THIS IS BEYOND WEIRD!!!! On a tragic day in 1986 that will be remembered forever, the Number 4 reactor at the Chernobyl Nuclear Power Plant had a power surge during a routine test, triggering an emergency shutdown. Instead of shutting down as planned, the reactor continued surging power. Control rods, used to manage the core’s temperature, cracked in the rising heat and locked into place. When the water used to cool the entire reactor vaporized, a massive explosion blew the 4-million pound lit through the roof of the building. A second explosion followed shortly thereafter, sending broken core material, fire, and radioactive waste into the air.
Without tons of steel and concrete to shield it, the core of the reactor began to melt, resulting in a lava-like molten mixture of portions of nuclear reactor core, nuclear fuel, and fission products—known as corium. The corium ultimately melted through the bottom of the reactor vessel, ate through concrete, oozed through pipes and solidified. The spot wouldn’t be discovered until December 1986, buried under the sarcophagus, a large concrete enclosure built on the site to contain the fallout.
During a research trip to the sarcophagus, equipment registered levels of radiation so high that it could kill anyone who got too close for more just 300 seconds. To find the source of the daily readings, one scientist attached a camera to a wheeled device and rolled it in the direction of the source. That’s when they spotted the Elephant’s Foot—an structure so deadly that spending only 30 seconds near it will make you sick—and five minutes will kill you.
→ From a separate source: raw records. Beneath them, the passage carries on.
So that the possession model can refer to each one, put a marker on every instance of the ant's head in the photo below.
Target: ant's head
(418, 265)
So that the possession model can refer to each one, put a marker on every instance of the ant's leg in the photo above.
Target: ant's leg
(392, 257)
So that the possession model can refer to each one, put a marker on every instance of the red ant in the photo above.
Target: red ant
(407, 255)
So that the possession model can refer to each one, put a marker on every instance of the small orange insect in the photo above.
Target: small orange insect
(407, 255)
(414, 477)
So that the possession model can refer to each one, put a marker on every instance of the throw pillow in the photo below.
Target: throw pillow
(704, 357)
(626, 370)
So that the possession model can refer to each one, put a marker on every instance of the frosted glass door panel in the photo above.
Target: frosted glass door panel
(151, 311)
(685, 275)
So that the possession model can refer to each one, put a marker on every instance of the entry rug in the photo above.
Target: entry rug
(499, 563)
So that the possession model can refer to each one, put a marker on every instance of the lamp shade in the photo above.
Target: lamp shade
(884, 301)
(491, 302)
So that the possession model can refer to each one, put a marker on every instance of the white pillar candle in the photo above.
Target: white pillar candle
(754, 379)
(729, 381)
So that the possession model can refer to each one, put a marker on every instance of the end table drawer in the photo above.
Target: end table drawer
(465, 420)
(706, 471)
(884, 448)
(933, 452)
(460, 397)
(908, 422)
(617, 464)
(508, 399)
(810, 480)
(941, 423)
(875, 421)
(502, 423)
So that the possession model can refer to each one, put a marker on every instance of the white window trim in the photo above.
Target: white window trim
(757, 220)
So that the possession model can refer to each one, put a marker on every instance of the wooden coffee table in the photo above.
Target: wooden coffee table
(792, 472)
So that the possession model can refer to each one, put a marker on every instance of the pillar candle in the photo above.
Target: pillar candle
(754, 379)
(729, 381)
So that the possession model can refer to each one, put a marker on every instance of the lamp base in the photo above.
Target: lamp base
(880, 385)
Particles emitted from radioactive atoms are a form of ionizing radiation—meaning they have enough energy to scramble atoms and molecules they come into contact with. They have the power to destroy or alter the bonds that hold our DNA together and with enough damage, cells can start to function irregularly—leading to potentially lethal effects like cancer. The more radiation released from a mass of atoms, the more dangerous it is. The Elephant’s Foot was off the charts.
Even after three decades, the foot is melting through the concrete base of the plant, making the surrounding city uninhabitable to humans for at least the next 100 years. Worse yet, if the foot continues melting into a source of ground water, it could contaminate nearby villages as well.
Essentially, the Elephant’s Foot is the most dangerous piece of waste in the world. For humans, at least.
Interestingly, biologists from the University of Georgia set up cameras to track animal activity in the area that has been forcefully abandoned by humans. The cameras spotted healthy populations of gray wolves, red foxes, wild boars, moose, and deer. As it turns out, many species of animals are still living in the area—and thriving in it. In a true demonstration of the potentially destructive presence of human beings can be on an animal population, the area of the Chernobyl disaster has become a wildlife refuge for many different species.